Worker

Run inference on your own GPUs

Install a single binary or Docker container. Your prompts and completions stay on your hardware — routed through the same API, the same SDKs, the same console.

Self-Hosted Workers

Your GPUs. Our orchestration layer.

Your App

Pendra · UK

Pendra API

Self-hosted workers

Worker A

8× L40S 48GB
qwen-2.5-72b

Worker B

4× A100 80GB
deepseek-r1-70b

Inference runs in your environment

Why self-host

Full data control

Prompts and completions are processed entirely on your hardware.
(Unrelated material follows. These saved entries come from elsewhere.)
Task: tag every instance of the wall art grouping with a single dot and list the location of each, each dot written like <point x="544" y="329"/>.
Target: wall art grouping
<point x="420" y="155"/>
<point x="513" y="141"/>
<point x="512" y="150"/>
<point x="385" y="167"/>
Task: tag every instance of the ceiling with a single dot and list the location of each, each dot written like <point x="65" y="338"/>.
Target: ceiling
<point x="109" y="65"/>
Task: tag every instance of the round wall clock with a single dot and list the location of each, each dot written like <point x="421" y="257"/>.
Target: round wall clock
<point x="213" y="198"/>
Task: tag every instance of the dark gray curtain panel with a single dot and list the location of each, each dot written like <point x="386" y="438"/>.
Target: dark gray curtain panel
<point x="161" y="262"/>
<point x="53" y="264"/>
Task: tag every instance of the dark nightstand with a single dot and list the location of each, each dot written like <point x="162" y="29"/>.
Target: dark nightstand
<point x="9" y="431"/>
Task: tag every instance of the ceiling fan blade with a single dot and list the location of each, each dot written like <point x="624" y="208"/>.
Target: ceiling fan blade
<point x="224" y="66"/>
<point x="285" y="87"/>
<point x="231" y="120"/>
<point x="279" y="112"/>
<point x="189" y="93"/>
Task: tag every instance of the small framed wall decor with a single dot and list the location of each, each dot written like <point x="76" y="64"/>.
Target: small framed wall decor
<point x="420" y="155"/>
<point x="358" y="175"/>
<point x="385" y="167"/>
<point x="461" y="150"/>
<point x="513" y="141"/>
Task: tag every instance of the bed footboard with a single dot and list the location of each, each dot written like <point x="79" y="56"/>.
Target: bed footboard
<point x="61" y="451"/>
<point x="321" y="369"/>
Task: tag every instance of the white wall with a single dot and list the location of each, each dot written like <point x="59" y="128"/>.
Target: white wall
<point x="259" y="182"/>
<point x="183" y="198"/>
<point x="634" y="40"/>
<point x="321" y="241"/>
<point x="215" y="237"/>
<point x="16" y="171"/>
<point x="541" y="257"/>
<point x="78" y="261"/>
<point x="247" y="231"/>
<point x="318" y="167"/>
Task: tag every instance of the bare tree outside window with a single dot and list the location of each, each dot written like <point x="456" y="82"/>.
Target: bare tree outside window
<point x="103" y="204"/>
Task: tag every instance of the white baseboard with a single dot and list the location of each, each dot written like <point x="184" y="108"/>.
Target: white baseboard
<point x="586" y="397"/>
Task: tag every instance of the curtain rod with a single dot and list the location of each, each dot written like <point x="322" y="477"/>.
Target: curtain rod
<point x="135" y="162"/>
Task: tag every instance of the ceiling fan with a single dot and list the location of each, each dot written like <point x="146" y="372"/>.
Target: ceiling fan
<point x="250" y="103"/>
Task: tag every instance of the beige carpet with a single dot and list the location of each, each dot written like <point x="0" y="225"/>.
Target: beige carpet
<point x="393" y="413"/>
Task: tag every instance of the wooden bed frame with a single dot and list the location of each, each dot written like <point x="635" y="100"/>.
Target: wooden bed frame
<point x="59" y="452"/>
Requests route through the Pendra API, but inference never leaves your environment.

Unified orchestration

Centralised load balancing across your GPU fleet. One API, one console, one set of SDKs.

Hybrid ready

Run managed and self-hosted workers side by side. Route sensitive workloads to on-premises, everything else to Pendra.

Installation

Install with the native package for your OS or run as a Docker container. Open the Pendra console → Workers → Add worker for an OS-aware download with checksums, or grab the file straight from get.pendra.ai/worker/archives/latest/. Full per-OS instructions live in Workers → Install.

install

# macOS (Apple Silicon)
# Drag Pendra.app into /Applications, then launch it
open Pendra-<v>-arm64.dmg

# Windows — run the signed installer, no UAC needed
PendraSetup-<v>.exe

# Linux — pick CPU / CUDA / Vulkan to match your GPU
sudo apt install ./pendra-cuda_<v>_linux_amd64.deb
sudo pendra setup   # writes /var/lib/pendra/config.yaml and restarts pendra.service

Each installer registers the OS service (LaunchAgent on macOS, Run key on Windows, systemd on Linux), so the worker comes back up after a reboot. macOS supports Apple Silicon only — Intel Macs are no longer supported because the in-process Metal path needs Apple Silicon. Linux ships three GPU variants (CPU baseline, CUDA, Vulkan) for both amd64 and arm64.

CLI reference

The pendra CLI manages your worker. Config is stored in ~/.pendra/config.yaml. Full env-var reference at Workers → Configuration.

Command	Description
`pendra setup`	Interactive setup wizard — enter your key, discover backends, save config
`pendra models install <model>`	Pull a catalogue model into the worker's inference backend
`pendra run`	Start the worker and begin serving inference requests
`pendra models`	List all models available on your configured backends
`pendra status`	Show connection status, backend health, and active models
`pendra config`	View resolved configuration (env + file + defaults)
`pendra config set KEY VAL`	Set a configuration value in `~/.pendra/config.yaml`
`pendra logs`	Tail the worker's log buffer; `-f` follows. Use `systemctl status pendra` / `launchctl print` to manage the OS-supervised service installed by the `.deb` / `.rpm` / `.dmg` / `.exe` package.
`pendra update`	Self-update to the latest version
`pendra version`	Show version, Go version, and platform

Inference backends

Every Pendra worker ships with the Pendra backend built in — it serves catalogue chat models directly. You don't need to install anything else to start serving chat completions.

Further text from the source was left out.